I risked a glance at Martin to see if he showed any sign that he knew. But Martin was sitting rapt, his elbows on his knees, watching Alex. Dottie had a gleam of admiration in her eye, and even Robert had subsided, propping an elbow on the back of Martin’s chair and listening with a half smile on his lips.
My heart was pounding in my chest. Alex, the Alex I had known and loved, was lying—to his family, to me. That was terrifying enough. But what stole the breath from me was the fact that still I did not know where my husband had been for three years. What kind of secret would he bury so deeply he would lie to everyone he loved? Had he worked for the enemy? Had he found another woman? The thought made me sick.
Alex had secrets—years of them. What if somehow Frances had found out? If she had innocently learned something he needed buried, what would he do about it? Would he beg special permission to visit Wych Elm House in private, then push his cousin from the roof? How far, exactly, would he go?
The family was still speaking—Dottie was saying something about limiting gossip about Alex in the village—but suddenly I couldn’t stand any more. I shook Alex’s hand from mine and stood. “I’m very tired,” I said. “I’m going to bed.”
“Are you all right, Cousin Jo?” Martin asked. “You’ve had quite a shock.”
My lips were numb and I could barely force myself to speak. “I’m tired,” I said again. “Good night.”
From his seat on the sofa, Alex took my hand where it dangled limply at my side and squeezed it as he looked up at me. “I’ll be up in a moment,” he said.

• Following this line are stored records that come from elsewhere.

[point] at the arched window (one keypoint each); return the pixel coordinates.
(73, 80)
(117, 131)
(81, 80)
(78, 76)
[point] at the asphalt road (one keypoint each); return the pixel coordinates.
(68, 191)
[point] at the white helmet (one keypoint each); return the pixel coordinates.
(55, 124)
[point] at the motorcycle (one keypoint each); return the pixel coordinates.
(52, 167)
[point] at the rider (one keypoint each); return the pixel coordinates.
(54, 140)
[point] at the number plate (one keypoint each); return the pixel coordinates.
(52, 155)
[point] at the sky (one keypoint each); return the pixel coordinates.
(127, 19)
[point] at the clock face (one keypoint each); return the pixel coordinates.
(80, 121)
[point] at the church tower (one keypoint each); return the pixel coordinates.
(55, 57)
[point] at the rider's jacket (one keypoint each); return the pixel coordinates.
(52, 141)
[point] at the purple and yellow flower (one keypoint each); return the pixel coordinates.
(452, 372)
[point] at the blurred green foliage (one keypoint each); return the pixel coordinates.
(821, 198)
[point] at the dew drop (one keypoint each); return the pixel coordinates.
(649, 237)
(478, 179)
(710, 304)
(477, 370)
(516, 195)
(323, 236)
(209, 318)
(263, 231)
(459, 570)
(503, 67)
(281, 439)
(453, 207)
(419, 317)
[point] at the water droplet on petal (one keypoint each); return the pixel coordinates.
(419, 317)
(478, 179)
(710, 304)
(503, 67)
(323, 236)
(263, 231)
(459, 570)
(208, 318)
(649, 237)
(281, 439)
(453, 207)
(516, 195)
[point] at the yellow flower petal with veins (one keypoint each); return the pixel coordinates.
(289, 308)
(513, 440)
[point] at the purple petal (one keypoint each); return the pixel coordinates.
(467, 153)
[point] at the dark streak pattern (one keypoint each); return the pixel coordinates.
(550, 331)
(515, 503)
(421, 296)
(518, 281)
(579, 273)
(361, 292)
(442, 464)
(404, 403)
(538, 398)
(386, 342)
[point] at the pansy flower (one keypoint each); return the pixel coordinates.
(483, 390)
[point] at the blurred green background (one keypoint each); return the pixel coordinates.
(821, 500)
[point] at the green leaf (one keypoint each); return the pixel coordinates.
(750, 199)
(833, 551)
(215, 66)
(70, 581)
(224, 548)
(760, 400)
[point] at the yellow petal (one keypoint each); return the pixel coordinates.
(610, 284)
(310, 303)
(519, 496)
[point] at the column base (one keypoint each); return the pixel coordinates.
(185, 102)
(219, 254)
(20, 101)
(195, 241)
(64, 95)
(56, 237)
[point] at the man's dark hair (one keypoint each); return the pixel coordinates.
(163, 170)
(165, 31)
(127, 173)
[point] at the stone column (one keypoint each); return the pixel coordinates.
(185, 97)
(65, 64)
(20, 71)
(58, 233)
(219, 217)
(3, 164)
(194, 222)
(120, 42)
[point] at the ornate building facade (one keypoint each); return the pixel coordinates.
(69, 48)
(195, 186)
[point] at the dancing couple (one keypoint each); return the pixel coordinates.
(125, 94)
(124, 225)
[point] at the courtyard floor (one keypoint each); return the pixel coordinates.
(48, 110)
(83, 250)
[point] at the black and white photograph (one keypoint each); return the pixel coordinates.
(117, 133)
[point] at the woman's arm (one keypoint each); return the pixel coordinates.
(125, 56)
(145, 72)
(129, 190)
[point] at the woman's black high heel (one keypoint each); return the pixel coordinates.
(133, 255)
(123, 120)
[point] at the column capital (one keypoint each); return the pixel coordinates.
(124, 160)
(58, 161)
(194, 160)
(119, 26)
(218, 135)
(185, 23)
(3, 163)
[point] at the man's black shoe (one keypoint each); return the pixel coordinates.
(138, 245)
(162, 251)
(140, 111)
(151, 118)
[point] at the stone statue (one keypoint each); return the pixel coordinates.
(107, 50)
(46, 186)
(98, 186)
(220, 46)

I had no time to see the reaction of the others as I pulled my hand from his and stumbled from the room.
? ? ?
In my bedroom, I pulled the pins from my hair. I took off my shoes again and tossed them next to the wardrobe. Then I stood in the middle of the room and wondered what to do.
I glanced at the bed. Part of me wanted to sleep, or at least make the pretense of it—to lie down and pretend that today, which seemed to have begun a year ago, when I got out of bed to take pictures, had never happened. But another part of me was more awake than it had been in years—perhaps ever. The fog I’d felt over my mind, over my existence, had broken up, been blown away by the reappearance of Alex Manders in my life.
I’ll be up in a moment.
He would. My husband may be a different man from the one who left me in the train station in 1918, but I knew as certainly as I knew my own name that he would very shortly come upstairs to my bedroom. And he would know exactly which room it was.
I could lock the door. There was that. It would keep him out for tonight at least. But how long, exactly, did I think I could avoid him? Did I want to?
I walked to the basin, poured water into it from the pitcher, and washed my face, scrubbing vigorously. Alex was a liar, and perhaps even a murderer, but he was also the smartest man I knew. He wasn’t just the man who had loved me and married me seven years ago. If he was my enemy now—and I had to admit that I had no idea exactly what he was—then I needed my wits about me. I needed a plan.
He didn’t give me the option of locking the door. As I was drying my face, he knocked quietly. “Jo,” he said.
I dropped the towel and opened the door, blocking his way. “I don’t suppose there is any way I could make you leave me alone?”
Something flashed across his expression—hurt, I thought—but he covered it quickly. “That’s a little harsh after three years,” he said.
I stared at the column of his neck where it disappeared into his collar. I knew exactly how that warm patch of skin tasted. “I said I was tired.”
“I can make a scene in the corridor if you like. There are guests in all the rooms, and I hear Miss Staffron lodges across the hall.” He paused. “Jo, I have to talk to you.”
I stepped back and he brushed past me, closing the door softly behind him. I was still wearing the peacock dress, and I felt the feathers waft against my legs. “Sit down,” he said.
“You needn’t explain,” I said as I remained standing. “I heard all of it. Influenza, hospitals, missing papers. It was very heroic.”
Alex sighed. “Goddamn you, Jo.”
I made myself look up at his face, the face that still, after all this time, was the handsomest face in the world to me. The shadows of my bedroom made it look familiar and unfamiliar at the same time. I toyed with the idea that I was being hard on him—that I was wrong, and he’d been telling the truth—but then I remembered his file.
Things are about to become more difficult for you. Colonel Mabry had known.
“If I find a hospital east of Breslau,” I said, “and I write them about you, what do you think I’ll find?”
“You’ll find a record that I was there, suffering from influenza, and that I was mistakenly identified as a German.” The words were flat; he sounded tired. But when he stepped out of the shadows, I saw something almost sad in his eyes, something that changed and softened when he looked at me. “It was very carefully done,” he said quietly.